El menosprecio de la
oración vocal cierra en gran medida la puerta a la espiritualidad litúrgica.
Por el contrario, tener devoción y afecto por las oraciones vocales facilita en
gran medida la vida litúrgica, y concretamente la vivencia de la misa. En
efecto, una de las maneras más sencillas y eficaces de participar en la
eucaristía consiste simplemente en procurar «que la mente concuerde con la voz».

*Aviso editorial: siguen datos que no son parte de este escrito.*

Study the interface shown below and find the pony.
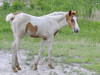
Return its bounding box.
[6,10,80,72]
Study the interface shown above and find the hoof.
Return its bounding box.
[17,67,21,70]
[13,69,18,72]
[48,64,54,69]
[34,64,37,70]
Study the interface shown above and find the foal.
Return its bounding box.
[6,10,80,72]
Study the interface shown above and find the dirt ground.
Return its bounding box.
[0,50,97,75]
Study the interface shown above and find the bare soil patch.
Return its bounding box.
[0,50,97,75]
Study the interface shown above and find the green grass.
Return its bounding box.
[0,0,100,73]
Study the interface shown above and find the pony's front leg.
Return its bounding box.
[48,37,54,69]
[12,37,21,72]
[34,39,46,70]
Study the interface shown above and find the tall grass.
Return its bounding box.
[0,0,100,72]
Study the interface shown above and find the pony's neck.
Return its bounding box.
[58,16,68,30]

Esta norma litúrgica del Vaticano II (SC 90) es sumamente tradicional, y la
encontramos, por ejemplo, en Santo Tomás (STh II-II,83,13) o en Santa
Teresa (Camino Perf. 25,3; 37,1). Digamos, pues, de corazón lo que
decimos en la misa. Hagamos nuestro de verdad, con una continua atención e
intención, todo lo que dice el sacerdote. No tenga que reprocharnos el Señor:
«Este pueblo me honra con los labios, pero su corazón está lejos de mí» (Mt
7,6 = Is 29,13).
Y que la voz se
oiga y entienda
El sacerdote que
preside, dando a su recitación la claridad, entonación y velocidad
convenientes, ha de pretender que los fieles asistentes a la celebración puedan
con facilidad entender, atender y participar, haciendo suyo lo que él va
diciendo. No está él haciendo una oración sólamente ordenada a su devoción
privada, sino que está orando, en un ministerio sagrado, en el nombre de Cristo
y de la Iglesia.
Y los fieles
congregados, por supuesto, deben participar también activamente en aquellos
cantos y respuestas, acciones y aclamaciones que les corresponden, poniendo el
corazón en lo que dicen o hacen. En la Casa de Dios están en su casa, como
hijos del Padre, hermanos de Cristo, unidos en un mismo Espíritu. No tienen,
pues, que estar cohibidos. El respeto y la humildad con que se debe asistir a
los sagrados misterios no debe llevarles a colocarse al fondo de la Iglesia, lo
más lejos posible del altar, o a recitar lo que es su parte en voz casi
inaudible, como si en cierto modo fueran espectadores distantes o intrusos
ajenos a la celebración. Los cristianos no van a oir misa, sino a participar
en ella. Éste es, grandiosamente, su derecho y su deber.